Nous nous souvenons tous de ce 13 novembre 2015, l’attentat du Bataclan. Antoine y a perdu sa femme et Melvil sa maman. Dans Vous n’aurez pas ma haine, son précédent livre, Antoine Leiris nous confiait les jours d’après, de ceux qui ont à jamais changé le court de sa vie.

Le père et le fils parviennent à reconstruire une vie à deux, Antoine Leiris organise tout au millimètre, comme un chef d’orchestre, à la fois homme de maison et père.

Il retrace les différentes étapes de leur deuil, le tri des affaires personnelles d'Hélène dans des boîtes entreposées dans la cave jusqu'à ce qu'il se sente capable de les jeter, la routine qu'il instaure pour réussir à gérer le quotidien, travailler, s'occuper de Melvin et tenir la maison, sa peur du vide, son angoisse de se sentir incompétent à être père, son obsession à être un père parfait. Cette routine était un cadre qui le maintenait debout. "Ajouter des habitudes à nos habitudes"

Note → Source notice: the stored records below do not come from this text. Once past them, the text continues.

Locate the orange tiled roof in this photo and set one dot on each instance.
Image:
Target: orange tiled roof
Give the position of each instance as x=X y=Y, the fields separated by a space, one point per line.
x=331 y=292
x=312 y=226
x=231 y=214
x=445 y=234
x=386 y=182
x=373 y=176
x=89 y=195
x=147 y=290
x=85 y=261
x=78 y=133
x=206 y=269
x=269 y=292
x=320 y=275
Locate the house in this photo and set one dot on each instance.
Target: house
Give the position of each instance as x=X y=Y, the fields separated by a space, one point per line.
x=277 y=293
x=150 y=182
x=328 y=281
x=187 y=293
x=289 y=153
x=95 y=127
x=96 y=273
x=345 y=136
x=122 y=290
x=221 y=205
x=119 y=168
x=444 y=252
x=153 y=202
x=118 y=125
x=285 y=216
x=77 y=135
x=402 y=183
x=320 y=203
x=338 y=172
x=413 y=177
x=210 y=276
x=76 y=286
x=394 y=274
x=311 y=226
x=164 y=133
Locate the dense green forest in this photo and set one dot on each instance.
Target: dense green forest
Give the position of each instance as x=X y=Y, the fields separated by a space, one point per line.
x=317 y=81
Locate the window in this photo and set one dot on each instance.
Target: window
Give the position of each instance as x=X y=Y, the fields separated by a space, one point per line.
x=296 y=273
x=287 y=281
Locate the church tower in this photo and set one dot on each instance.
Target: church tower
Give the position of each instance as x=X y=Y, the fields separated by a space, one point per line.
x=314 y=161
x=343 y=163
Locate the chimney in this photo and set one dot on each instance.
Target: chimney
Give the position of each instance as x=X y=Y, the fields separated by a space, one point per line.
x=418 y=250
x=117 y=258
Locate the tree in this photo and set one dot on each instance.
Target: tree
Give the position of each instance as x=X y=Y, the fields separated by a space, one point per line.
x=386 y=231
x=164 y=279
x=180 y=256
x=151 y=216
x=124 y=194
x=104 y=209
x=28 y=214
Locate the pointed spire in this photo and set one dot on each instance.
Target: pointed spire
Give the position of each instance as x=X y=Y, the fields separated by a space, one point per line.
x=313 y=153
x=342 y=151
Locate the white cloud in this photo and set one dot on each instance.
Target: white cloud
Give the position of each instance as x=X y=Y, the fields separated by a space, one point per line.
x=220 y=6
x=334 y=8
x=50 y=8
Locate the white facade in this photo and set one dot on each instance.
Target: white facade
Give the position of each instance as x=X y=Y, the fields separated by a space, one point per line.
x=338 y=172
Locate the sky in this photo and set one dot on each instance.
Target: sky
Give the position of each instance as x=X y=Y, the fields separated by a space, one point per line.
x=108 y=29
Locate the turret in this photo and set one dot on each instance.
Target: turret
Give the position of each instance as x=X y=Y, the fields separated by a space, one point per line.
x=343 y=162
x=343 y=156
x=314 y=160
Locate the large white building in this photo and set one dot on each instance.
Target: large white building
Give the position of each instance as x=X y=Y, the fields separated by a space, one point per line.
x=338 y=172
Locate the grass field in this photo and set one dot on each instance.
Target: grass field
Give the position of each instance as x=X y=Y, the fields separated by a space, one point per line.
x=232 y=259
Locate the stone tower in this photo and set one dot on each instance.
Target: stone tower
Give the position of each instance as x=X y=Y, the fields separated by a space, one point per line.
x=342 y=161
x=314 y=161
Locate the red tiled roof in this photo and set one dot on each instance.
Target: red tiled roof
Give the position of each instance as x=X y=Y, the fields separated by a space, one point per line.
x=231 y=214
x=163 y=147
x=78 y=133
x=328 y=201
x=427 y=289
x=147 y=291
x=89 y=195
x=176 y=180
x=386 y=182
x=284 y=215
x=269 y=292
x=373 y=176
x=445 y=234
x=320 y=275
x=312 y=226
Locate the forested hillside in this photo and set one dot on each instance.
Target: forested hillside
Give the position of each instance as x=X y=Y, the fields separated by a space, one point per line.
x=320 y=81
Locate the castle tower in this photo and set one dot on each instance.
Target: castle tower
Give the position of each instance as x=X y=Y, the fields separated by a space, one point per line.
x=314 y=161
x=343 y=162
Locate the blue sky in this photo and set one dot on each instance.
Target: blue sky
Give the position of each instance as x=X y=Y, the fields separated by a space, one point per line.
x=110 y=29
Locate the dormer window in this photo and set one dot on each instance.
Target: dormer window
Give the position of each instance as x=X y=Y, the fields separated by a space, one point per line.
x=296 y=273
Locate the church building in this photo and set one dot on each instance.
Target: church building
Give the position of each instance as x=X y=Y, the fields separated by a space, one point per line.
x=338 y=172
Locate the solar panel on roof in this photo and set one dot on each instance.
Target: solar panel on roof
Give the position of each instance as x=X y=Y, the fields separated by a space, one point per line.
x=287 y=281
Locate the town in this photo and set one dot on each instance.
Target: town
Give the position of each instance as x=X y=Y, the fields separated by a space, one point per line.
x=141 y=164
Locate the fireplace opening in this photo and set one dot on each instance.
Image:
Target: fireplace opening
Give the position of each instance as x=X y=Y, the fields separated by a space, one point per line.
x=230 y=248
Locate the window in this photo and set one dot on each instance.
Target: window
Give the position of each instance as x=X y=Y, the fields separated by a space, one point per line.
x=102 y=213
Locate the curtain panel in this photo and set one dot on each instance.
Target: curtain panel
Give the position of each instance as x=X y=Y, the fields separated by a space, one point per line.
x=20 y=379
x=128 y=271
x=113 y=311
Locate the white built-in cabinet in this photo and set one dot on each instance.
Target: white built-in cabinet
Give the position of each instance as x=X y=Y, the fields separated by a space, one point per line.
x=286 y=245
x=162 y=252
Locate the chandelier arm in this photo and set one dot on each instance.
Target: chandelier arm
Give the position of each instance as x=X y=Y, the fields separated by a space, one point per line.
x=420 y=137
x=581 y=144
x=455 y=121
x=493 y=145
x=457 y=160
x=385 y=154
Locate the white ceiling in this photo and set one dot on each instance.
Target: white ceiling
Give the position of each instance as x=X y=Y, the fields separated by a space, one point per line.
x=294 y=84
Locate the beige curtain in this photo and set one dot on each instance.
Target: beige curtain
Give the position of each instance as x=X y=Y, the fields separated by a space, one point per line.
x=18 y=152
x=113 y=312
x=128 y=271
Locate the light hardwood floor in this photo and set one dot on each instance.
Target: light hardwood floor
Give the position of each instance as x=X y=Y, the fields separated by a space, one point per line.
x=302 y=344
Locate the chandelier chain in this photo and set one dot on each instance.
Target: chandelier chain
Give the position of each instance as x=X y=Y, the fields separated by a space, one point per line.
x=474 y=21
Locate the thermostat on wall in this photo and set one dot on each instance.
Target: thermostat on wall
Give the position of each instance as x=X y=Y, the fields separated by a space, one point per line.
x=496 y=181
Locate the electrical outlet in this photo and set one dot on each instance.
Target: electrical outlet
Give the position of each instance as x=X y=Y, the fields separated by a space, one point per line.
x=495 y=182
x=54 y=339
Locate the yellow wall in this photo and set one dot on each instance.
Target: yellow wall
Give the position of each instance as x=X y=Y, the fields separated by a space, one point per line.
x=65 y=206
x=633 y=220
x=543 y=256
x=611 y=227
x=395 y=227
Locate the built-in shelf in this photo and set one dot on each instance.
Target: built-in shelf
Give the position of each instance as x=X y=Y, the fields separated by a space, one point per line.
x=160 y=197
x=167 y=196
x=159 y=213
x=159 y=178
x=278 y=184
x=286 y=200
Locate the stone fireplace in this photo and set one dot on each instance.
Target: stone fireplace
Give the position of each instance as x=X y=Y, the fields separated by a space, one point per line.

Son récit est d’une grande pudeur qui dévoile cette vie brisée tout en essayant par sa seule volonté d’offrir à son fils le bonheur de la vie. Hélène est le crayon que je tiens, l’encre qui coule à l’intérieur, les touches de mon clavier, les mots délicats, délicieux, frissonnants, courageux, engagés, humains, terriblement humains.

Ce livre est de nouveau un coup de cœur absolu, par sa délicatesse, son humanité, une association qui résonne de sa musicalité.